As escadarias da Igreja da Penha, no Rio de Janeiro
Eu
sou um sujeito que, modéstia à parte, sempre deu sorte aos outros
(viva, minha avozinha diria: “Meu filho, enquanto você viver não
faltará quem o elogie...”). Menina que me namorava casava logo.

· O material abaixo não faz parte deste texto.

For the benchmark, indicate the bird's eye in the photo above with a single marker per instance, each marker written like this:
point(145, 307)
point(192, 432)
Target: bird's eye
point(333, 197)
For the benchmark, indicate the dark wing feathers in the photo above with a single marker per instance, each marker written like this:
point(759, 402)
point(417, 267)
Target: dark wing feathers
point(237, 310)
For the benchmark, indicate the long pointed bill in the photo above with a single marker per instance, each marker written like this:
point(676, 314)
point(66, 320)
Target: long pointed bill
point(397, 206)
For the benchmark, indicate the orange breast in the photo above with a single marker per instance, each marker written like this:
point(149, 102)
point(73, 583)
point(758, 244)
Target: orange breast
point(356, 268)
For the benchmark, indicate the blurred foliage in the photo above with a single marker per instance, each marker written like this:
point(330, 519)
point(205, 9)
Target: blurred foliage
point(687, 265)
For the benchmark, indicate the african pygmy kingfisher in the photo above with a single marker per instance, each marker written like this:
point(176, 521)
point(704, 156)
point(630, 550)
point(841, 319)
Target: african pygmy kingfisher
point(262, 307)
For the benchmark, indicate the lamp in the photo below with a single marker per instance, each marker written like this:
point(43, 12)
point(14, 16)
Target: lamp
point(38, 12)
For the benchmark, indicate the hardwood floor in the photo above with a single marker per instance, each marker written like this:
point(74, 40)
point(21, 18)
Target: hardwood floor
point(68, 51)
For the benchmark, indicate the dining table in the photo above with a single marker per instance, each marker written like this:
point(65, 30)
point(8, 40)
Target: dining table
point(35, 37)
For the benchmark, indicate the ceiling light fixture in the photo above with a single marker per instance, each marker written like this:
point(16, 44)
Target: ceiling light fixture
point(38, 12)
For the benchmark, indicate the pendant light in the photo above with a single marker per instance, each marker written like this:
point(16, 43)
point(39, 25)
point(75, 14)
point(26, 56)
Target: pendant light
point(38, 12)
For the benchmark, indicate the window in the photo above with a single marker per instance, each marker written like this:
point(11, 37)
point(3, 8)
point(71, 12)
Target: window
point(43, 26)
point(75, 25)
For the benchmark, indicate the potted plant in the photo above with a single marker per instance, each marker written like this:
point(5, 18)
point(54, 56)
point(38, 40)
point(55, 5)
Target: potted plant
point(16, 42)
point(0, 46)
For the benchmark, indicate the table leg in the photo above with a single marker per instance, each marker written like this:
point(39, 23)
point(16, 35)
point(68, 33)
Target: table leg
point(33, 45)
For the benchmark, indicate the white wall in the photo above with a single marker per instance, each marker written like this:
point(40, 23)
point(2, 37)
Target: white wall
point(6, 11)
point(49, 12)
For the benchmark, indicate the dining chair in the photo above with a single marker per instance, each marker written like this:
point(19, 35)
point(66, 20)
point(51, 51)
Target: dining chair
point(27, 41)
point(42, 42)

Amigo que estudava comigo, acabava primeiro da turma. Sem embargo, há
duas coisas com relação às quais sinto que exerço um certo
pé-frio: viagem de avião e esse negócio de ser padrinho. No
primeiro caso o assunto pode ser considerado controverso, de vez que,
num terrível desastre de avião que tive, saí perfeitamente ileso,
e numa pane subsequente, em companhia de Alex Viany, Luís Alípio de
Barros e Alberto Cavalcanti, nosso Beechcraft, enguiçado em seus
dois únicos motores, conseguiu no entanto pegar um campinho
interditado em Canavieiras, na Bahia, onde pousou galhardamente, para
gáudio de todos, exceto Cavalcanti, que dormia como um justo.
Mas
no segundo caso é batata. Afilhado meu morre em boas condições, em
período que varia de um mês a dois anos. Embora não seja
supersticioso, o meu coeficiente de afilhados mortos é meio velhaco,
o que me faz hoje em dia declinar delicadamente da honra, quando se
apresenta o caso. O que me faz pensar naquela vez em que fui batizar
meu último afilhado na Igreja da Penha, há coisa de uns vinte anos.
Éramos
umas cinco ou seis pessoas, todos parentes, e subimos em boa forma os
trezentos e não sei mais quantos degraus da igrejinha, eu meio
céptico com relação à minha nova investidura, mas no fundo
tentando me convencer de que a morte de meus dois afilhados
anteriores fora mera obra do acaso. Conosco ia Leonor, uma pretinha
de uns cinco anos, cria da casa de meus avós paternos.
Leonor
era como um brinquedo para nós da família. Pintávamos com ela e a
adorávamos, pois era danada de bonitinha, com as trancinhas
espetadas e os dentinhos muito brancos no rosto feliz. Para mim
Leonor exercia uma função que considero básica e pela qual lhe
pagava quatrocentos réis, dos grandes, de cada vez: coçar-me as
costas e os pés. Sim, para mim cosquinha nas costas e nos pés vem
praticamente em terceiro lugar, logo depois dos prazeres da boa mesa;
e se algum dia me virem atropelado na rua, sofrendo dores, que haja
uma alma caridosa para me coçar os pés e eu morrerei contente.
Mas
voltando à Penha: uma vez findo o batizado, saímos para o sol claro
e nos dispusemos a efetuar a longa descida de volta. A Penha, como é
sabido, tem uma extensa e suave rampa de degraus curtos que cobrem a
maior parte do trajeto, ao fim da qual segue-se um lance abrupto.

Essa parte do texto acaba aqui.